Desalination of seawater forms a growing source of drinking water. However, algal blooms can hamper the operation of desalination plants for weeks. Dr. Loreen Villacorte (Unesco-IHE) developed some recommendations.
Reverse osmosis is a technology on the rise for producing drinking water from seawater. It relies on ultrafine membranes with pores of atomic dimensions over which a pressure of typically 40 – 70 bar is applied. The result is that not even salt ions can pass through the membrane, just the desalinated water. It has become the dominant desalination technology since about 2000 and the costs are expected to come down to half a dollar for 1.000 litres by 2015.
This is good news for all major cities near a coast since a growing population, increased living standards and over-exploitation of groundwater reserves has increased the world’s thirst for drinking water. The UN World Water Assessment Programme estimated that reverse osmosis (RO) might increase the global clean water supply by 20 % between 2020 and 2030.
As always, there is a snag in these projections. Water production plants in Oman and the United Arab Emirates found out the hard way when in 2008 the so-called red-tide broke out. It was an algal bloom that clogged up the first filters of the plant consisting of granular media like sand. This resulted in insufficient primary filtering and unacceptable feed water for the downstream RO system. As a consequence, a number of plants had to be closed.
’Unacceptable’ means the fouling capacity of the water, as measured by the silt density index SDI, is too high. “SDI value should be smaller than 5,” Villacorte explains. “If it falls higher than 5, the operator often choose the option to shut down the plant to avoid losing the warranty. However, as a consequence, the operator (usually a private company) has to pay a penalty cost to the client (government) for not delivering drinking water to the consumer.”
The people from Oman are not the only ones to suffer from these algal blooms, which may continue for days or a few weeks. Other arid coastal regions relying largely on desalinated drinking water, for example in Chile and California are just as vulnerable.
Dr. Loreen Villacorte, a water supply engineer from the Philippines who did his PhD research at Unesco-IHE and TU in Delft, calls membrane fouling ‘the main Achilles heel for the wider deployment of reverse osmosis.’

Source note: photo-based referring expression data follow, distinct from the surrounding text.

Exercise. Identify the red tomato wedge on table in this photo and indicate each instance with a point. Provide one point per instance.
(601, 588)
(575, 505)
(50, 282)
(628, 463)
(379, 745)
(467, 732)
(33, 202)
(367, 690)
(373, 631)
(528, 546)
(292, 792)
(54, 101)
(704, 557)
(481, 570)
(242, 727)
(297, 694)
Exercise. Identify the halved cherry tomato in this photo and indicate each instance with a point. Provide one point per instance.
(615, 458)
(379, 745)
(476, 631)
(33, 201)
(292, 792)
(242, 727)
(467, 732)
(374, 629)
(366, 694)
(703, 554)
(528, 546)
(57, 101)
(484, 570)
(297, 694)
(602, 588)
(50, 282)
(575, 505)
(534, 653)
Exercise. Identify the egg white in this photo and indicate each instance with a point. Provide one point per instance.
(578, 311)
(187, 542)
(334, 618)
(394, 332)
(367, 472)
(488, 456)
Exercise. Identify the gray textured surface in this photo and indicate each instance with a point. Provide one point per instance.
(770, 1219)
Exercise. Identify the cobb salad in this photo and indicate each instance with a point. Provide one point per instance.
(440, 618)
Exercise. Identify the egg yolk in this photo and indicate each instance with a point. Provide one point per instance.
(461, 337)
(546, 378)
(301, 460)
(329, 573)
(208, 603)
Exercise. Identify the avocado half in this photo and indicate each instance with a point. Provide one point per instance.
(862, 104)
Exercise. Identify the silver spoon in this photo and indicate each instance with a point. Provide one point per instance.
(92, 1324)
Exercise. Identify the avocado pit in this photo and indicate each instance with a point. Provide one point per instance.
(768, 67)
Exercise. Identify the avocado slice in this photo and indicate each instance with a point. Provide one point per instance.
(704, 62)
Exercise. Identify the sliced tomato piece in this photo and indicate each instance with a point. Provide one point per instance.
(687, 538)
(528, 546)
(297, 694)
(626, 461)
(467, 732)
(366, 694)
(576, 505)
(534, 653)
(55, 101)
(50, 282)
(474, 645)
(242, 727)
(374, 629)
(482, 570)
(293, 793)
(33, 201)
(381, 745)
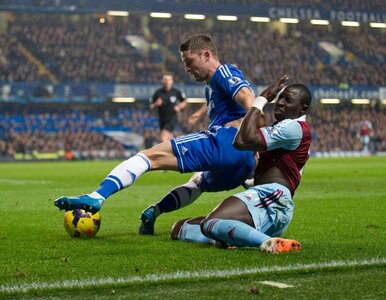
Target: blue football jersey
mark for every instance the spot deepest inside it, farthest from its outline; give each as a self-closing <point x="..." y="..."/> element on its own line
<point x="220" y="95"/>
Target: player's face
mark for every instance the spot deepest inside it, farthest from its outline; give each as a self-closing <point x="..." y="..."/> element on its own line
<point x="196" y="65"/>
<point x="167" y="81"/>
<point x="288" y="105"/>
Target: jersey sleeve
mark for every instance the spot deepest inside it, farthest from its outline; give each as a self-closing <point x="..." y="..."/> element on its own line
<point x="286" y="134"/>
<point x="233" y="80"/>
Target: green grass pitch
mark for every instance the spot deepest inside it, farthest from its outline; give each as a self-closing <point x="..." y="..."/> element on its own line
<point x="339" y="218"/>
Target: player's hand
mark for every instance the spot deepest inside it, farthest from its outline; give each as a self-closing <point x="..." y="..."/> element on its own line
<point x="193" y="118"/>
<point x="271" y="91"/>
<point x="158" y="102"/>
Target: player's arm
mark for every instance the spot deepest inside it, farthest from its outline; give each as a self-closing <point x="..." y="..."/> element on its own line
<point x="180" y="106"/>
<point x="195" y="116"/>
<point x="248" y="136"/>
<point x="245" y="97"/>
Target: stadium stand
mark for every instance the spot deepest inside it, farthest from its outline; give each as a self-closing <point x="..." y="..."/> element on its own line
<point x="76" y="58"/>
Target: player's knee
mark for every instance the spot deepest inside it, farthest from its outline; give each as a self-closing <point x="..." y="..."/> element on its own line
<point x="203" y="225"/>
<point x="176" y="229"/>
<point x="196" y="178"/>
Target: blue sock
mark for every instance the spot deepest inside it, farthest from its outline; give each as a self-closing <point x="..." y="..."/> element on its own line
<point x="234" y="233"/>
<point x="124" y="175"/>
<point x="192" y="233"/>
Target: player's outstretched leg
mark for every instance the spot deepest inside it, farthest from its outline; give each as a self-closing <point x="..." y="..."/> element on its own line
<point x="277" y="245"/>
<point x="177" y="198"/>
<point x="85" y="202"/>
<point x="148" y="217"/>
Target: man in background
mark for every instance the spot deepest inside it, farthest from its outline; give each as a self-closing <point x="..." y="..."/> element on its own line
<point x="169" y="101"/>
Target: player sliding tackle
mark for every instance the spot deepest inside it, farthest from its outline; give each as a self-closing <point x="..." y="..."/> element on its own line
<point x="258" y="216"/>
<point x="210" y="153"/>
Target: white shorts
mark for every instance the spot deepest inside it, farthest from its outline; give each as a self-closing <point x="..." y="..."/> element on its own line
<point x="270" y="206"/>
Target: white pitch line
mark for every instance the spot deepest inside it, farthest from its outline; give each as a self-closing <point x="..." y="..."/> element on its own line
<point x="151" y="278"/>
<point x="17" y="181"/>
<point x="280" y="285"/>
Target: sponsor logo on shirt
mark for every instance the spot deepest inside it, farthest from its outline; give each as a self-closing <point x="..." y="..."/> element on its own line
<point x="234" y="80"/>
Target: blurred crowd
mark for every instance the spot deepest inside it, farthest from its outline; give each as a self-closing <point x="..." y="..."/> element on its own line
<point x="138" y="49"/>
<point x="77" y="133"/>
<point x="38" y="47"/>
<point x="81" y="132"/>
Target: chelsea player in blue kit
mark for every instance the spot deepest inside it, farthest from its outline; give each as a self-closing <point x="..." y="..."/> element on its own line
<point x="257" y="217"/>
<point x="218" y="165"/>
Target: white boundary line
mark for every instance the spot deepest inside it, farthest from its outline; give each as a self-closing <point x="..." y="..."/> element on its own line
<point x="70" y="284"/>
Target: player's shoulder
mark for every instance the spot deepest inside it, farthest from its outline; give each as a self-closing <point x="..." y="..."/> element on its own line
<point x="229" y="70"/>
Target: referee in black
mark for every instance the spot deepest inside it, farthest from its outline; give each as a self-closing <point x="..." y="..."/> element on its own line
<point x="169" y="102"/>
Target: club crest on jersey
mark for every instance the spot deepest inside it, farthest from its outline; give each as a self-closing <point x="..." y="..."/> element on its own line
<point x="271" y="130"/>
<point x="234" y="80"/>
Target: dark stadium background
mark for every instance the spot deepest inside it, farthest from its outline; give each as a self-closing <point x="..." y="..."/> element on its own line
<point x="65" y="64"/>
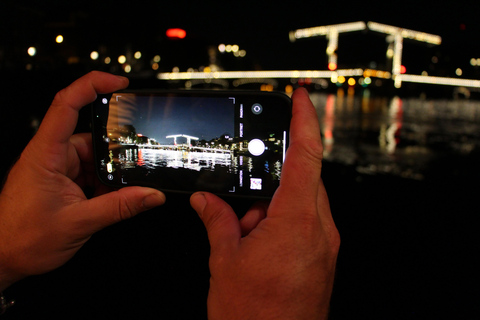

In practice, reverse osmosis is preceded by a number of other conventional pre-treatment techniques such as sand filtration, coagulation and sedimentation. Micro- and ultrafiltration membranes generally precede the reverse osmosis filter in order to reduce membrane fouling of the delicate RO filter.
Villacorte set out to measure what exactly it is that clogs up the filters when algae bloom. He found out that just filtering the algae itself doesn’t take away the problem. It is smaller algal organic matter that clogs up the filters. Further analysis led him to sticky polysaccharides and glycoproteins as the main culprit. The concentration of these transparent exopolymer particles or TEPs seems to correlate well with clogging of ultrafilters and biological fouling of RO-filters.
The good news is that ultrafilters with pores of a few nanometres are effective in prefiltering the TEPs and thus preventing biofouling of the RO filters.
If the ultrafilters get clogged themselves, they can usually be cleaned by backwashing them, explains Professor Maria Kennedy who supervised Villacorte’s PhD research. Pressure is then applied from the other side to flush away the fouling with water and some chemical cleaning solutions if need be.
When algal bloom occurs, Villacorte recommends regular monitoring of the fouling of the ultrafilters, the concentrations of algae and their sticky produce. Armed with this information, he is confident that corrective measures can be taken in the pre-treatment system. Thus production can continue, albeit with the help of some chemicals.
Loreen Ople Villacorte, Algal Blooms and Membrane Based Desalination Technology, PhD supervisor Prof. Maria Kennedy (CEGS and Unesco-IHE), January 8th 2014.